Para aquellos que se suscriben a la idea de que nuestra moneda es originalmente masónica, hay mucho con lo que trabajar. Muchas de las personas involucradas en el diseño de varios pasos para el sello (aunque no el propio Thomson) son masones conocidos. Para aquellos que creen en el “nuevo orden mundial” (la idea de que una poderosa élite secreta está controlando el gobierno y el comercio global), el hecho de que esas mismas palabras aparezcan en nuestro dinero es un claro indicio. El 'ojo que todo lo ve' posado sobre la pirámide es un símbolo del Gran Arquitecto del Universo, el equivalente masónico de una deidad.

Para los teóricos de la conspiración, las imágenes masónicas van más allá. Incluso el número de plumas en el ala derecha del águila (32) puede verse como correspondiente al número de grados en la masonería del rito escocés. Si tales interpretaciones parecen excesivas, tenga en cuenta que en 1894, cuando fue invitado a consultar sobre la adopción del Gran Sello, el eminente historiador de arte de Harvard Eliot Norton despectivamente descrito como un 'emblema aburrido de una fraternidad masónica'.


Si bien el alcance de la influencia de la masonería en la fundación y el establecimiento de los Estados Unidos es tremendamente exagerado, casi todo el mundo reconoce que Franklin Roosevelt y Henry Wallace (el secretario de Agricultura) eran masones. Y parece haber sido el caso que, para ellos, la imagen del billete de un dólar evocaba los principios masónicos. Para Wallace, el 'nuevo orden mundial' se convirtió en el 'nuevo trato'.

Es fácil ver por qué la gente argumenta que la moneda estadounidense está repleta de simbolismo religioso esotérico. Y sin embargo, curiosamente, los ateos no buscan quitar el ojo y la pirámide sobre la base de que son francmasones o símbolos del antiguo Egipto.

Por supuesto, el uso de imágenes y lemas religiosos no es nada nuevo.
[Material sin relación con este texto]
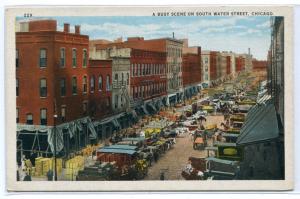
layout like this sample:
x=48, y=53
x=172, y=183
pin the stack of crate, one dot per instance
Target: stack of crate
x=43, y=165
x=73, y=166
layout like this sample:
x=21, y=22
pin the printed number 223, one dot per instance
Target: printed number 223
x=27, y=15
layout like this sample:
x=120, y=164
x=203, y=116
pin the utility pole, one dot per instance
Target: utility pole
x=55, y=141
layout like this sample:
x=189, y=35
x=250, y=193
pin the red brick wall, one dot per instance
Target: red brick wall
x=213, y=65
x=148, y=57
x=43, y=25
x=29, y=74
x=228, y=65
x=191, y=68
x=100, y=99
x=259, y=65
x=239, y=64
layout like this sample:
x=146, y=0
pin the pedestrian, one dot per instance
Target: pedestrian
x=162, y=176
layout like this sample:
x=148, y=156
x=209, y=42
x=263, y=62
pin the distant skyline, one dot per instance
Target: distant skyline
x=235, y=34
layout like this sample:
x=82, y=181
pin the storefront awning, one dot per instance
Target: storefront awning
x=261, y=125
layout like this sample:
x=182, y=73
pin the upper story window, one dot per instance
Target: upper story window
x=43, y=116
x=107, y=82
x=92, y=81
x=43, y=87
x=84, y=84
x=100, y=83
x=43, y=58
x=17, y=58
x=17, y=87
x=132, y=69
x=62, y=87
x=127, y=79
x=84, y=58
x=74, y=85
x=29, y=118
x=17, y=115
x=63, y=113
x=74, y=57
x=62, y=57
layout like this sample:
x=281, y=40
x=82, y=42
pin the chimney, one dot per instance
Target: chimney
x=66, y=27
x=77, y=29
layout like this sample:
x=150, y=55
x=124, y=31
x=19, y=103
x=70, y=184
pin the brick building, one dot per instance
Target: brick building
x=173, y=49
x=148, y=80
x=57, y=91
x=259, y=64
x=51, y=67
x=209, y=67
x=191, y=72
x=239, y=64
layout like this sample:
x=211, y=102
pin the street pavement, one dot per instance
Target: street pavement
x=174, y=160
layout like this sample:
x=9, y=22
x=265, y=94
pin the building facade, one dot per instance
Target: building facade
x=120, y=58
x=209, y=67
x=191, y=72
x=51, y=69
x=263, y=143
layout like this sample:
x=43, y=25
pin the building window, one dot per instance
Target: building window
x=17, y=115
x=43, y=58
x=17, y=87
x=62, y=57
x=84, y=58
x=43, y=116
x=132, y=70
x=17, y=58
x=84, y=84
x=107, y=82
x=92, y=84
x=63, y=87
x=74, y=58
x=127, y=79
x=116, y=101
x=100, y=84
x=84, y=108
x=43, y=87
x=63, y=114
x=74, y=85
x=29, y=118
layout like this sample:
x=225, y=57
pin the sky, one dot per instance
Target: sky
x=229, y=33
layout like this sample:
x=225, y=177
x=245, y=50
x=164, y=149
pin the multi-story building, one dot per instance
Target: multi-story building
x=120, y=58
x=209, y=67
x=239, y=64
x=263, y=142
x=57, y=90
x=148, y=80
x=173, y=49
x=191, y=70
x=260, y=65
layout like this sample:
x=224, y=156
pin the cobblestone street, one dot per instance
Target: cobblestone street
x=174, y=160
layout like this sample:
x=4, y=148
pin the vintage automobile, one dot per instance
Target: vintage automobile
x=197, y=165
x=200, y=139
x=229, y=151
x=219, y=169
x=237, y=117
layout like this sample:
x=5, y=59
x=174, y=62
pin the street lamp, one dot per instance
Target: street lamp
x=55, y=140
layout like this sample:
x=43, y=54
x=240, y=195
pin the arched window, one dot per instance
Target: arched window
x=127, y=79
x=100, y=83
x=92, y=81
x=84, y=84
x=107, y=82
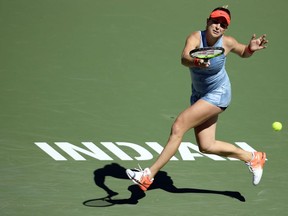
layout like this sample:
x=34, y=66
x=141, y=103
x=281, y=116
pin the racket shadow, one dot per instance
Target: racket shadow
x=162, y=181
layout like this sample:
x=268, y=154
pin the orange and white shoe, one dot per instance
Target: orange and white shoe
x=256, y=166
x=140, y=177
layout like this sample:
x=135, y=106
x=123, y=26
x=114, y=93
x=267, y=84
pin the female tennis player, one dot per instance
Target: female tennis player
x=211, y=95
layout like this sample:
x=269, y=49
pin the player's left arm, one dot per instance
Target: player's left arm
x=245, y=51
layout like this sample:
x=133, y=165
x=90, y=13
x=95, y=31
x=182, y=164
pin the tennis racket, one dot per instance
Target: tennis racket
x=206, y=53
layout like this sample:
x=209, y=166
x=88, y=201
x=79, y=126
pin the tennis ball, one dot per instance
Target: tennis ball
x=277, y=126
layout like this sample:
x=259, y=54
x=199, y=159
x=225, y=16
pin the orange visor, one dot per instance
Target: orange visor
x=220, y=13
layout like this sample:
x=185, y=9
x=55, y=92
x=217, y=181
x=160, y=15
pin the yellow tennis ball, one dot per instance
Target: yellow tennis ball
x=277, y=126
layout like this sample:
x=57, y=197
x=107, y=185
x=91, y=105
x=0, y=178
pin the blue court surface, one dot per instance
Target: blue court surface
x=90, y=88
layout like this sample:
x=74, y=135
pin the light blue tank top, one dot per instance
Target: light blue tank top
x=205, y=80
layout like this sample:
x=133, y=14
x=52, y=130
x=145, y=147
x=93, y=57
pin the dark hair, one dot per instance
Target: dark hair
x=223, y=9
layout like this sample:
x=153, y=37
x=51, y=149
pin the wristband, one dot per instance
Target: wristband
x=197, y=62
x=249, y=50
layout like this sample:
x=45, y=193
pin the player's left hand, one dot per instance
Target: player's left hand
x=258, y=43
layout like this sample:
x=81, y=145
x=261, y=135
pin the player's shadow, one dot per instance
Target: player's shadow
x=162, y=181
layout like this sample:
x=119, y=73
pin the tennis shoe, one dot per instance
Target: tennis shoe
x=256, y=166
x=140, y=177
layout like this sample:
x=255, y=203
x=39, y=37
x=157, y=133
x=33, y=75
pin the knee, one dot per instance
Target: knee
x=178, y=128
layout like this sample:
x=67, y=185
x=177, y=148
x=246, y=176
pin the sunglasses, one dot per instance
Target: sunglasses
x=222, y=25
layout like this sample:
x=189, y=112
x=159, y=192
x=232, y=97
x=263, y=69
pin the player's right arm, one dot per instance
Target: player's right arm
x=192, y=42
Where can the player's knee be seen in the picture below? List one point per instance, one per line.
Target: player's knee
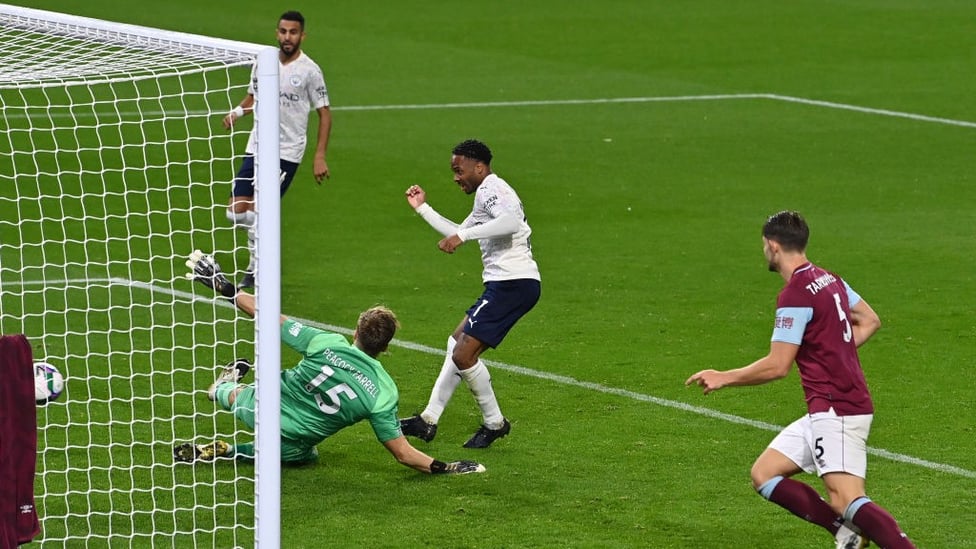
(761, 474)
(239, 215)
(463, 359)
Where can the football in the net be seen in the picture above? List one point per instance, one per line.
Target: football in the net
(48, 382)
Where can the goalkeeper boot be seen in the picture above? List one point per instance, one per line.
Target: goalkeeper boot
(485, 435)
(189, 452)
(247, 281)
(416, 426)
(849, 539)
(232, 373)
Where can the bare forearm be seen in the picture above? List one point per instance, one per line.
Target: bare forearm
(325, 129)
(761, 371)
(247, 304)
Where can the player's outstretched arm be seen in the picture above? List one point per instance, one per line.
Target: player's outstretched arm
(406, 454)
(205, 270)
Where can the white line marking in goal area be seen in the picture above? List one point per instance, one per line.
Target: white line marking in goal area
(556, 102)
(566, 380)
(664, 99)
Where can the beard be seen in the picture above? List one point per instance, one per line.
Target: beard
(288, 50)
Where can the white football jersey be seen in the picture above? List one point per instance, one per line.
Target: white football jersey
(301, 89)
(507, 257)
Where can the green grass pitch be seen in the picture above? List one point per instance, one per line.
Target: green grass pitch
(648, 141)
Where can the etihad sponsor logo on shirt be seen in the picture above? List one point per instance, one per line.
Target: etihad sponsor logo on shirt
(784, 322)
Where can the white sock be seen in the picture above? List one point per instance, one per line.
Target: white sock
(447, 381)
(251, 248)
(479, 381)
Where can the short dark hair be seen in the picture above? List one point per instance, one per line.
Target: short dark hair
(375, 329)
(475, 150)
(293, 15)
(789, 229)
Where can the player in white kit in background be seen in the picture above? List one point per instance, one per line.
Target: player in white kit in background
(301, 89)
(511, 281)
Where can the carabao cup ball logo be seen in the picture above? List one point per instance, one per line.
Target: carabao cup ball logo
(48, 382)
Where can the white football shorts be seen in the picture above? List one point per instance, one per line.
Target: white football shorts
(824, 443)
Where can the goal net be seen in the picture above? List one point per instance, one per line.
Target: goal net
(114, 166)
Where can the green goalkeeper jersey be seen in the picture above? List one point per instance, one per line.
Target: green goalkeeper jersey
(334, 386)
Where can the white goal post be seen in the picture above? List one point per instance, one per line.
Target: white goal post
(114, 166)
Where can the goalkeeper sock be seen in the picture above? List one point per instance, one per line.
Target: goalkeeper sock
(444, 387)
(479, 381)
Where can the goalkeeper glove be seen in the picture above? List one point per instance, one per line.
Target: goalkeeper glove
(456, 467)
(206, 271)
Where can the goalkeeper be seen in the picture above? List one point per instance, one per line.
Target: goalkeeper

Las monedas griegas y romanas incluían habitualmente retratos o emblemas de todos, desde Cupido hasta Júpiter . Las principales ciudades como Atenas acuñarían monedas con la deidad favorita de su ciudad (aquí, por supuesto, Atenea) en ellas. Muchas monedas incluso tenían imágenes de templos. Precisamente porque la moneda romana representaba al emperador como una cuasi-deidad, los judíos prohibieron su uso en el Templo. El uso de la imaginería religiosa continuó durante los períodos bizantino y romano, cuando cruza regularmente apareció en monedas producidas en toda Europa. No hay nada nuevo en plasmar sus creencias religiosas en sus monedas.

El simbolismo del billete de un dólar ciertamente evoca sociedades secretas, pero incluso los masones contemporáneos reconocen que las imágenes del billete de un dólar también resuenan con otras tradiciones. Como Thomas M. Savini, director de la biblioteca de la sede de la Gran Logia de Nueva York, dicho en 2006, “Usamos el ojo, pero los ópticos usan el ojo. Nos hace parecer ridículos si decimos que se vincula con alguna conexión masónica que no estaba allí '.


Un tipo similar de ambigüedad rodea el uso de 'In God We Trust'. Se volvió omnipresente solo durante la Guerra Fría y casi podría considerarse propaganda nacionalista. Sobre la base de que 'In God We Trust' es más secular que religioso, un juez federal desestimó el caso de Newdow hace 10 años.

Aquellos preocupados por los mensajes religiosos (convencionales u ocultos) de la moneda estadounidense tienen opciones. Quizás deberían ceñirse a las tarjetas de crédito o Apple Pay. El culto a la manzana puede ser idólatra, pero no es religioso. No todavía, de todos modos.